Светлой памяти моей матери — Василисы Ильиничны — посвящаю…
Приноровиться к новым деньгам бабка Матрена так и не сумела. С годами вроде уяснила суть перемены — десять к одному, но стоило ей зайти в лавку, как все вылетало из головы и брало старуху опасение, что хроменькая Нюрка непременно ее облапошит, потому что много зим проходила в школу и цифры лузгала словно семечки. Прежние деньги помнились Матрене лихими: и цифрами и бумажками — сколько поотдавала на займы и налоги, — а новые, хоть и не уступали отмененным в покупательной силе, смотрелись какими-то куцыми, торопливыми — так легко выпархивали они из старушечьих рук.
Дед Ипполит, трескучий пустобрех и скорый на всякие затеи, каждую бумажку нарек птичьими кличками — непонятно, с какой стати взбрело это ему в голову, но сам он утверждал, что все ложится в цвет: рубль — воробей, пятерка — синица, червонец — снегирь. И пользовался только этими дурацкими прозвищами, еще больше запутывая бабку, подбавляя смущения и неловкости, — поди запомни, какую бумажку как кличут и сколько стоит она на самом деле.

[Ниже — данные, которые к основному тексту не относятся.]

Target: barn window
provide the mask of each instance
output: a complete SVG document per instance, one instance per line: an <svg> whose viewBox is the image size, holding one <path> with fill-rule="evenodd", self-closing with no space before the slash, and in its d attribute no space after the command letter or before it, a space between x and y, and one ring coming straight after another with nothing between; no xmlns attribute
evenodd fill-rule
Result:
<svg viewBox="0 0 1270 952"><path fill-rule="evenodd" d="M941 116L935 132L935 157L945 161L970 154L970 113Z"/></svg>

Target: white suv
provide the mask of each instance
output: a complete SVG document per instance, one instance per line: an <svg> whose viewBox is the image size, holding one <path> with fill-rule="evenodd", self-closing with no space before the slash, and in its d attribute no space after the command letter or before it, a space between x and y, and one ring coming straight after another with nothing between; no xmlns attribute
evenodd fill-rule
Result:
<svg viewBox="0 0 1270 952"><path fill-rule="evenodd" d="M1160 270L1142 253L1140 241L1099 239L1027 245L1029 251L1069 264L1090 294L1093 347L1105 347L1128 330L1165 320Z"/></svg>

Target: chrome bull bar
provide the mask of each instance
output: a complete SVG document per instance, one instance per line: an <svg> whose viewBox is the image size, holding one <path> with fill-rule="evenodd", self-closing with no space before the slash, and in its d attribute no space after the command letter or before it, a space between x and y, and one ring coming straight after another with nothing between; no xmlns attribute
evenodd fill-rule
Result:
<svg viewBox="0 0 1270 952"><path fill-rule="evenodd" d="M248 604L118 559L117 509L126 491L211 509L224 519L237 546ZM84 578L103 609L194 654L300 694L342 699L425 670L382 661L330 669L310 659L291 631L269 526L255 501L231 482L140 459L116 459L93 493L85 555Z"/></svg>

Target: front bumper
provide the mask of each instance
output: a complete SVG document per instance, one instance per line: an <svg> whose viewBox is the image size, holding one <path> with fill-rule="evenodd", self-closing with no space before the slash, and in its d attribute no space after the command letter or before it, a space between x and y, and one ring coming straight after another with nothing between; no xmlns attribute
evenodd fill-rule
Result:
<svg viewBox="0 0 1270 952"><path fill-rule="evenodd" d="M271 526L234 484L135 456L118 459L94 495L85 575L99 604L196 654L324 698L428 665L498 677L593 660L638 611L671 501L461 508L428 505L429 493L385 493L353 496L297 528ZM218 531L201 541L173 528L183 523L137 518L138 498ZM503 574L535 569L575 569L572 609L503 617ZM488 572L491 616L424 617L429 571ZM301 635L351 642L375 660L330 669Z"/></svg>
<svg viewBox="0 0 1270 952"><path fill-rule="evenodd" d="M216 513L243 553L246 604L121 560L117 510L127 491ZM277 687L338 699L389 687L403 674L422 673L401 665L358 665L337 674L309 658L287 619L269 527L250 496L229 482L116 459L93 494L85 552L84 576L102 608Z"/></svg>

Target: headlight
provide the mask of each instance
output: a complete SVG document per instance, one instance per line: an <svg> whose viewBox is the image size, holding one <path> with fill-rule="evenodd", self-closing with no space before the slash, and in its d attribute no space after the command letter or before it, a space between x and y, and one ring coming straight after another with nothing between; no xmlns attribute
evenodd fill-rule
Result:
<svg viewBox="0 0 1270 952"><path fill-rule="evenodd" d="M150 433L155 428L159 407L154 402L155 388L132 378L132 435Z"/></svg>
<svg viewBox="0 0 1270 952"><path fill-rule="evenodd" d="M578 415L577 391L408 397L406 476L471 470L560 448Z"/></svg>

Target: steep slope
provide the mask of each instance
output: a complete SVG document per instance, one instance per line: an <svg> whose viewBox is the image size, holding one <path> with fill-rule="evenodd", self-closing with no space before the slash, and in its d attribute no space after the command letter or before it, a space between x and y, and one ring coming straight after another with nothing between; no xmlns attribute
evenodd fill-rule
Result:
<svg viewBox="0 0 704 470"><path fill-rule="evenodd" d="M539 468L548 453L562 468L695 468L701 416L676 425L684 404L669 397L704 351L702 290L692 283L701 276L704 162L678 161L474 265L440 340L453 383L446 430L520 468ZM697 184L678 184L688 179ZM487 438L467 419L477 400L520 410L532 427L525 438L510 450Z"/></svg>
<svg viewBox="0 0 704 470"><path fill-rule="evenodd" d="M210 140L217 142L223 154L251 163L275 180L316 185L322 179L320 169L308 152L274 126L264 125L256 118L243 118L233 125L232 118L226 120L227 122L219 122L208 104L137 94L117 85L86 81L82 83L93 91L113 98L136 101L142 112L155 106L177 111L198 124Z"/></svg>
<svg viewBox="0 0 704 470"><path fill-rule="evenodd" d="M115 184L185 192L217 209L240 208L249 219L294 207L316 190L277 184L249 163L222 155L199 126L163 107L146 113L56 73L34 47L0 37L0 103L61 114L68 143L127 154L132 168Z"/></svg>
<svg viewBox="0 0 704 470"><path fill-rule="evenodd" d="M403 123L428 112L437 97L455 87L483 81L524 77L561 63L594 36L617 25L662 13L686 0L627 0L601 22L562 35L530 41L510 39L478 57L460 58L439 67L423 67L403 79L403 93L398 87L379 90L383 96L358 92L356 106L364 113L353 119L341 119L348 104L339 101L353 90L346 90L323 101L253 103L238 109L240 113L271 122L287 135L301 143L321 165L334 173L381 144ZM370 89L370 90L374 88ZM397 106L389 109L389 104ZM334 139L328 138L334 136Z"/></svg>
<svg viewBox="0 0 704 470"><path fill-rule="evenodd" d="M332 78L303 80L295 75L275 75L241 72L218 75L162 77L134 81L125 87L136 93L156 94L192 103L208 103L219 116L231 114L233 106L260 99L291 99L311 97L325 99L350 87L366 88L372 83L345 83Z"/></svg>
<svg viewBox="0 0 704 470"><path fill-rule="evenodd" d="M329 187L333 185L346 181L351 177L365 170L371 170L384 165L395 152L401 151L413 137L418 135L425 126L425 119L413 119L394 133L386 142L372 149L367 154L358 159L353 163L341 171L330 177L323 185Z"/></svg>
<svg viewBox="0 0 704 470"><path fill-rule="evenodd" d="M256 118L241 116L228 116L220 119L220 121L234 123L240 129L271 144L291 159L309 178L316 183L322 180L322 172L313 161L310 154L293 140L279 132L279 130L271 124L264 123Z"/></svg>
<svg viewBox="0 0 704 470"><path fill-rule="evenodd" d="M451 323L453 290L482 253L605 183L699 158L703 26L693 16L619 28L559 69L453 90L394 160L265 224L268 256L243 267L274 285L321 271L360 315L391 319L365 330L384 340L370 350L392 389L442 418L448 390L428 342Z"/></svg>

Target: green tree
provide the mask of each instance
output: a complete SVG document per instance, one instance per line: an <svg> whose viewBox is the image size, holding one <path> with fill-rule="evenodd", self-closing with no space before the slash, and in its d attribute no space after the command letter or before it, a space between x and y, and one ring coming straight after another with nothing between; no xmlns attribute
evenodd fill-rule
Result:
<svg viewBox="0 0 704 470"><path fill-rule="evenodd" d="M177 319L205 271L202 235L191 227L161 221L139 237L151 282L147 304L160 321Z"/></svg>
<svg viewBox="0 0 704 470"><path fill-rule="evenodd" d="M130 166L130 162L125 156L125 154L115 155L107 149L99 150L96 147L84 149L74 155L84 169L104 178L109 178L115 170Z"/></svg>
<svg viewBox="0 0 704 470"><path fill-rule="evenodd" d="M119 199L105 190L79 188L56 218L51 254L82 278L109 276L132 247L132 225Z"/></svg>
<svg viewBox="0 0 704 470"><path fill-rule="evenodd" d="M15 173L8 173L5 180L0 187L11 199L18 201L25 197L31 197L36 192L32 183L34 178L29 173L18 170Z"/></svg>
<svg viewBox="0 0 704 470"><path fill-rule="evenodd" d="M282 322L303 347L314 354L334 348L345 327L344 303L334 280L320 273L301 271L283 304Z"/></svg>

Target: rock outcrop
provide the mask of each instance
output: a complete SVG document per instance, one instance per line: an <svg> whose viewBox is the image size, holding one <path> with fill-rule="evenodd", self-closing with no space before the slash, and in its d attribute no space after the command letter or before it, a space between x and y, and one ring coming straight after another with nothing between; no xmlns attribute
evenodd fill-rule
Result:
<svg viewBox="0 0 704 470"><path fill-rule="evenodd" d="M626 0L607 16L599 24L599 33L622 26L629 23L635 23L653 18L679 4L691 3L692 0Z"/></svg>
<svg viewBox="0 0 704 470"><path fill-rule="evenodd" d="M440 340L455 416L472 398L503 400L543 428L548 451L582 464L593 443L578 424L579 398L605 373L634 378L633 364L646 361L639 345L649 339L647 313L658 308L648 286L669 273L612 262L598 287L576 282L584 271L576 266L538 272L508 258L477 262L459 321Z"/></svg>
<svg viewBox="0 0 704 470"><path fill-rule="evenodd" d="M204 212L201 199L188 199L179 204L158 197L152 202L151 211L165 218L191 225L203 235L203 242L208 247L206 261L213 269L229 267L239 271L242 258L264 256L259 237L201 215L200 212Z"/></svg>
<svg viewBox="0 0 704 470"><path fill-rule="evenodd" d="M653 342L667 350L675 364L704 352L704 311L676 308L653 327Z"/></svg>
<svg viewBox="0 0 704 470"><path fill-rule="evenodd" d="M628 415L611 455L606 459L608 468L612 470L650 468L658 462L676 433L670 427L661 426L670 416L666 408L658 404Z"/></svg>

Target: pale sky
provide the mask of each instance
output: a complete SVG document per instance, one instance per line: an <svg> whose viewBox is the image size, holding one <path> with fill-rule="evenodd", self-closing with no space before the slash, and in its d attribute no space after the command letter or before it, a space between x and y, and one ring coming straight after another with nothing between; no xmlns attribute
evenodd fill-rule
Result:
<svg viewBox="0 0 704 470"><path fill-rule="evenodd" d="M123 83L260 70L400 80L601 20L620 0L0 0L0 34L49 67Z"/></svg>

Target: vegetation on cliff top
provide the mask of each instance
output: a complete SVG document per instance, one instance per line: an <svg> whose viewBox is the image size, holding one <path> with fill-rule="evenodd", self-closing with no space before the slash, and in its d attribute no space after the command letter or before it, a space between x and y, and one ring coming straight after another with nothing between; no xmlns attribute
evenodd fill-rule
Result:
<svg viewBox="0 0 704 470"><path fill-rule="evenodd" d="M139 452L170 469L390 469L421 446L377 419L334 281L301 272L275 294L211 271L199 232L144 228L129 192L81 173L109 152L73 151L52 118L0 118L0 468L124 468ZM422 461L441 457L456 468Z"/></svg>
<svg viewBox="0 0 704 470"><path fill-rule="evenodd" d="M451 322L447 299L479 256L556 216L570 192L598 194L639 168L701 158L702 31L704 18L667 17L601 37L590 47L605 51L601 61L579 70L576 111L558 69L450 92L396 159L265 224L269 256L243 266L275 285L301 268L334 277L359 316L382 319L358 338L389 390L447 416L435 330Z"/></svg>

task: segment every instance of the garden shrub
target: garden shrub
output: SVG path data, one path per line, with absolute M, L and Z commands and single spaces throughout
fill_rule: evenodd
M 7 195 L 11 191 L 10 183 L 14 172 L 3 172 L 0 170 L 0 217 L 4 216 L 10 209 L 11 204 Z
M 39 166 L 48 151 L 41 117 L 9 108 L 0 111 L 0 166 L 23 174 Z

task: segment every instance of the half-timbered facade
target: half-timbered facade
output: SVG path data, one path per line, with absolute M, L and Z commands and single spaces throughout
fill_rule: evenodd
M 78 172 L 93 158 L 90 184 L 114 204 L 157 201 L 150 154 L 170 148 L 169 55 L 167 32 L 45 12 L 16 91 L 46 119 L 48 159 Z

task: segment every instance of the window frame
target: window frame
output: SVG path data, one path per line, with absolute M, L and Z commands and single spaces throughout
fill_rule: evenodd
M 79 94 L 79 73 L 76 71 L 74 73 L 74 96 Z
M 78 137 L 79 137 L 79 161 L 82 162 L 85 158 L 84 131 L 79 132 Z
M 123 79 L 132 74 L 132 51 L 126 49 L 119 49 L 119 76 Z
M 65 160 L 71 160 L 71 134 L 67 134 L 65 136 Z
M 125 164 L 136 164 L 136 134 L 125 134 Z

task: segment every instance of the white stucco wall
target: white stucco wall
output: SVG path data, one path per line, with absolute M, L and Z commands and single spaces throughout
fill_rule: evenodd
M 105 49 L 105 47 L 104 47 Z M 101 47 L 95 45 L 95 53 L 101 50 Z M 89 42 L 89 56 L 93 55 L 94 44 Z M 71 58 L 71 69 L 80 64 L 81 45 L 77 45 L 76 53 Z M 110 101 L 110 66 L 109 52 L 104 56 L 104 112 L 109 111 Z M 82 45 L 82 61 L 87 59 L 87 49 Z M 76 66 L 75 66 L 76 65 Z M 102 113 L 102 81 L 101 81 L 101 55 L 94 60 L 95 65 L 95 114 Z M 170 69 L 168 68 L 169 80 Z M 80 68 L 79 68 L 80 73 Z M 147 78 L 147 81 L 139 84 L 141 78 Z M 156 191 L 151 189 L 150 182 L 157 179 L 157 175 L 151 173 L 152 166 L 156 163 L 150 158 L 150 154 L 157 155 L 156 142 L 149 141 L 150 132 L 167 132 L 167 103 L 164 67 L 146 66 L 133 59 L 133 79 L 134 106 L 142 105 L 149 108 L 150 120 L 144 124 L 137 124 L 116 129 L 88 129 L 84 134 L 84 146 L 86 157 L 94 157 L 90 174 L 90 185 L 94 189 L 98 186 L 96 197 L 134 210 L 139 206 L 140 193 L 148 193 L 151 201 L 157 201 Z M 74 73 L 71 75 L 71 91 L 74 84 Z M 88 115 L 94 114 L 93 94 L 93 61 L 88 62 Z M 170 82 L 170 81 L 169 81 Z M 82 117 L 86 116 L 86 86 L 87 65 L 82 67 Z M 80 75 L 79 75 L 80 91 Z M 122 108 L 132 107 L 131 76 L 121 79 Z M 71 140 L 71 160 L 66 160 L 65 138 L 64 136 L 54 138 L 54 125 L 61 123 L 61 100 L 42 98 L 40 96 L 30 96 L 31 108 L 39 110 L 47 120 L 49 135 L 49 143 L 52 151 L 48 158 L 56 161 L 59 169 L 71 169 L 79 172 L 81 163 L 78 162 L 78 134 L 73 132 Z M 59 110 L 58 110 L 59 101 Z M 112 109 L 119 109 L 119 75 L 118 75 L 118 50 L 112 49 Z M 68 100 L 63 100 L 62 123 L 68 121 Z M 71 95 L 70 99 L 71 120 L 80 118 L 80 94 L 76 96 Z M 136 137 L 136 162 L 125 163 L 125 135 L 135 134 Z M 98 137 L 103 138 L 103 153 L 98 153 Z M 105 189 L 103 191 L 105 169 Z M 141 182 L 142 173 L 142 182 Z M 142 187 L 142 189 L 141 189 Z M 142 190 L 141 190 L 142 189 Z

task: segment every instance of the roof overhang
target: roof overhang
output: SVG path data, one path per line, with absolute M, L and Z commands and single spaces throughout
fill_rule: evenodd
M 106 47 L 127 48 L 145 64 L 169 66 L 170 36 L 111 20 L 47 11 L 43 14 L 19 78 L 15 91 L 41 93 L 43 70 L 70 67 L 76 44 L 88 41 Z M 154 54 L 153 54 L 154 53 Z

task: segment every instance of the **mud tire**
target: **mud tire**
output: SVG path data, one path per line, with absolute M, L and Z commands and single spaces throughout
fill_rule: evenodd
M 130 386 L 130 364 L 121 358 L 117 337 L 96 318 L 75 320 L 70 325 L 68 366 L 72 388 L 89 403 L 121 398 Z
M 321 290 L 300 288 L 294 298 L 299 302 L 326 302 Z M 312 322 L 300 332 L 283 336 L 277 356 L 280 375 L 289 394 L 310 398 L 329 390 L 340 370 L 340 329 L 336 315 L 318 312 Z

Бабка Матрена решилась на обнову, благо Нюрка приехала из сельпо и, верно, новый ситчик привезла. Уж совсем неприглядно повытерся старый сарафан…
И пенсию Ипполит принес кстати. До чего же бедовый старик! Сколько ни урезониваешь его, все равно чудит, словно малое дитя. Считать пенсию — дело ответственное, денежное, а он и в таком разе умудряется к любой бумажке свою кличку прилепить.
Бабка Матрена пошарила на божнице, нащупала холстинную тряпицу. В нее завернула деньги от зорких глаз Ипполита. Начнет цыганить на выпивку — не отвяжешься! Какая-то бумажка приклеилась к тряпке. Разгладила желтый листочек, потянулась за очками. И враз сникла, пригорюнилась бабка Матрена — из таких печальных времен вынырнул этот листочек, продуктовая карточка января сорок второго года…
Какую же нелепицу они с Петром сотворили в жизни! Крестьянствовали в колхозе, ребят поднимали, а потом втемяшилось мужу — в город, и все тут! Она, насквозь деревенская, противилась, отговаривала Петра — уж так страшилась городской жизни, будто чуяла что… Недолгие городские годы листались сейчас в ее памяти печальными страницами. Точно недобрый голос подсказал уехать в Ленинград незадолго до войны, чтобы подчистую растерять всю семью, угодить в самое пекло людских страданий…
В лавке старуха долго возилась с булавкой, которой всегда закалывала карман, — подальше положишь, поближе возьмешь — и все не могла расстегнуть. Желтый листочек блокадной поры с утра омрачил ее, тяжелая грусть сбила с привычного ритма — все сегодня выходило нескладно, будто у ленивой неумехи и записной бездельницы.
Нюрка, дочка неверного Прокопа, который после войны пригрелся в дальних землях у какой-то молодухи, прыскала в ладошку, перемигивалась с подружками, выразительно постукивала пальцами по пустой своей головенке. Надо было бы срезать вихрастую пустозвонку, как следует ее одернуть, но уж больно не хотелось Матрене затевать на людях звонкую брань, да и Нюрка, девка легкая, богом обиженная, по натуре незлая, а просто непутевая, как и весь их порхающий род.
Минуту-другую Нюрка еще выламывалась, корчила рожицы спелым, кругленьким личиком, но, уткнувшись прыгучими глазками в желтые гневные губы Матрены, перескочила на беззлобный и шутовской тон:
— Забудь про прежние деньги, бабуся. В бумажках сила теперь другая, и мелочью не швыряйся. В церкви гривенники раздаривай с оглядкой…
Запас веселости у Нюрки был невелик: это на людях она выкидывала дурацкие фортели, а по ночам ревела белугой — не больно-то льнули к ней мужики. Стыдились ее колченогости, а если кто и жаждал попить нерастраченной и бескорыстной ласки, то норовил обделать это тишком, воровато и впопыхах, чтобы до людного рассвета замести греховные следы и как ни в чем не бывало днем не откликаться на ее тоскующий и кричащий зов. Оттого и не гневалась бабка Матрена на пустячные слова, в которых застывшая обида на свою убогость и нахальных мужиков, а не беззаботная радость красавицы невесты. И, жалея хромоножку, бабка Матрена придерживала свой колючий, непрощающий язык.